Today I thought was going to be just like any other day where I would wake up, do my motherly duties, and then fall asleep by ten tonight. These past few weeks have been very hectic, and honestly, I haven't realized how much my husband and I have been too busy focusing on our son, we kind of...well, lets just say haven't really focused on each other. And just like everything that has happened these past few months, we expected it to become hectic when baby came.
Anyway, this morning I had a dentist appointment, and went with my sister. Usually i go with Travis, but he stayed to watch our son. We rushed to our appointment, just like how we rush everything else. Got in, sat in the chair, and got to watch 50 first dates. Yes, my dentist is that amazing to where you are able to lay back and watch movies while he's working on your teeth. I don't know if it's still the hormones kicking in, or just my heart, but 50 first dates reminded me of our apartment my husband and I recently moved out of. We watched that movie and nacho Libre all the time, and it wasn't so much about the meaning of the movie, but just the simple things like cuddling with him, or giving him random kisses during the movie....you get my drift, haha- I laid back in the chair in tears(but totally told the dentist i was crying because my tooth hurts..wise move right?lol) In my head I was seriously playing a montage of how my husband never failed to remind me how much he loves me. I mean, for crying out loud he walked all the way from west valley to Glendale just to be with me when I was mad. He comes and watches baby all night after work while I sleep....he cooks when I'm hungry, and never fails to tell me how much he loves me. If you know me, you know that I am beyond stubborn. I'll test the waters. And if you know my husband, he's humble and never puts himself before others.
In 50 first dates, which I know most of you have seen, Adam
Sandler calls her in a song "forgetful Lucy." She may forget what happened the day before, but he never gives up on making her fall in love with him everyday! I AM FORGETFUL LUCY!! I seriously need to be reminded of why I love my husband soooo much, and he has never stopped showing me his unconditional love. I can be rude, violent, aggressive, and most times.....A BRAT! Lol, and although he may not be good with words, he proves his feelings to me by his actions. Goes to show how actions do speak louder than words.
I know I always blog about love this, love that, all this love talk that is probably making you want to puke. BUT I got to give it up to the man who always keeps me loving him harder and harder day by day.
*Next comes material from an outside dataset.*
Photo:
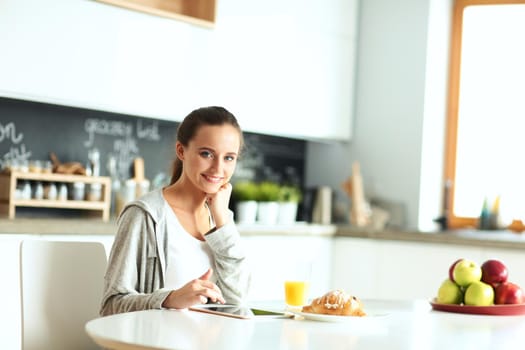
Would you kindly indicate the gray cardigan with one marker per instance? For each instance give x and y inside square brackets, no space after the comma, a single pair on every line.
[135,275]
Having kids can really change your whole relationship. Changes more than you think. I'm just thankful Travis is passionate enough to still be able to remind me how much he adores the heck out me. I know we haven't been together for a very long time, but the effort he puts in is beyond amazing- I know it's real. He proves it daily.
I guess what I'm trying to say is we get caught up in other things, we don't realize the little things that are really the simple pleasures of life. Of why things work out in the long run. At times we can be the "forgetful Lucy." But just as long as we're being shown effort through action, it is all that matters.
He continues to be my teacher. I love him for that. Thank you babe! Xo.